A retired black-ops C.I.A. agent, Frank Moses (Bruce Willis) has assumed a mundane existence in Ohio, maintaining a phone relationship with Sarah (a superbly unappealing Mary-Louise Parker), a daydreaming government employee. When a hit squad attempts to take him out, Frank realizes something sneaky is afoot, soon slipping back into neck-snapping action, picking up Sarah along the way to protect her. After discovering a special list that’s targeted him for death, Frank hits up old pals Joe (Morgan Freeman), Victoria (Helen Mirren), and paranoid Marvin (John Malkovich, firmly in his element) for assistance in cracking the mystery. On their trail is Cooper (Karl Urban), a meticulous C.I.A. agent who brazenly engages Frank before learning of his critical RED status, or “Retired, Extremely Dangerous.”

RED Helen Mirren

Based on a comic book series created by Warren Ellis, “Red” contains an unusually complicated story concerning betrayals, conspiracies, and assassinations, which appears to confuse Schwentke. The helmer of “Flightplan” and “The Time Traveler’s Wife” has arrived to raise holy hell, but there’s this clunky, poorly folded story to tend to before the bloodshed can commence. “Red” is a film torn between two directions: action and intrigue, but the feature wants to have it all. Unfortunately, the screenplay isn’t limber enough to juggle as furiously as Schwentke would like, leaving a picture with incredible concentration to surface details, but a turgid bore in the suspense realm.

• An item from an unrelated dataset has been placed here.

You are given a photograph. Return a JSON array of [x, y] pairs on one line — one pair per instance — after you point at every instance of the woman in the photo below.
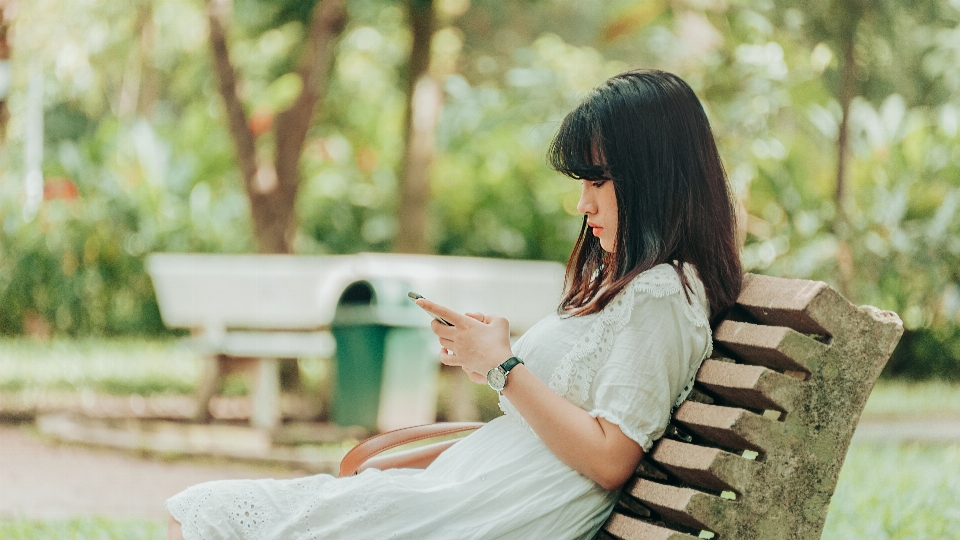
[[587, 390]]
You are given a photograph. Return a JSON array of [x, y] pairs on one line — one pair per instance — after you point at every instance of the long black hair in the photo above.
[[647, 132]]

With a full arsenal of CG-enhanced tricks to tinker with, the director dives headfirst into “Red,” manufacturing an action film that fetishizes firearm discharges and near misses, pushing the cast through a few frantic encounters that play into the bold comic book nature of the picture. Schwentke’s eye is fantastic and his sense of humor remains intact while managing ungodly destruction, leaving the exaggerated cinematic exploits of the film a joy to behold. When it wants to be, “Red” is immense fun, slamming around with Frank and the gang as they attempt to remain one-step ahead of the bad guys, exercising their old survival instincts with palpable glee.

RED Karl Urban

Having a cast with this type of wattage certainly gets Schwentke out of a few jams. Though Morgan Freeman is regulated to more of a cameo role, the rest of the gang digs into the stylized mood comfortably, with Helen Mirren nearly stealing the film. As the dainty domestic queen with a penchant for machine guns, Mirren latches onto the wicked tone of the picture, gracefully communicating the contrast between the mundane routine of retired life and the ecstasy of urban warfare, helped in part by a flirtation with an old Russian suitor (Brian Cox). Also enjoyable is Karl Urban as Cooper, gamely taking all the hits as the character attempts to track Frank and the gang down. Urban matches Willis well in the blue steel department, leading to a bruising mid-movie showdown where the two opponents beat the stuffing out of each other inside the C.I.A. headquarters.

While bodies are hurled through the air with skill and the blow-em-ups are cared for quite nicely, “Red” must eventually tend to the iffy plot. Criminally, Schwentke keeps returning to the conspiracy between action beats, creating potholes in the pace that grow more abyssal as the film wears on. “Red” is an amusing picture, but it’s an odd case where actual storytelling gets in the way of the movie’s excellence.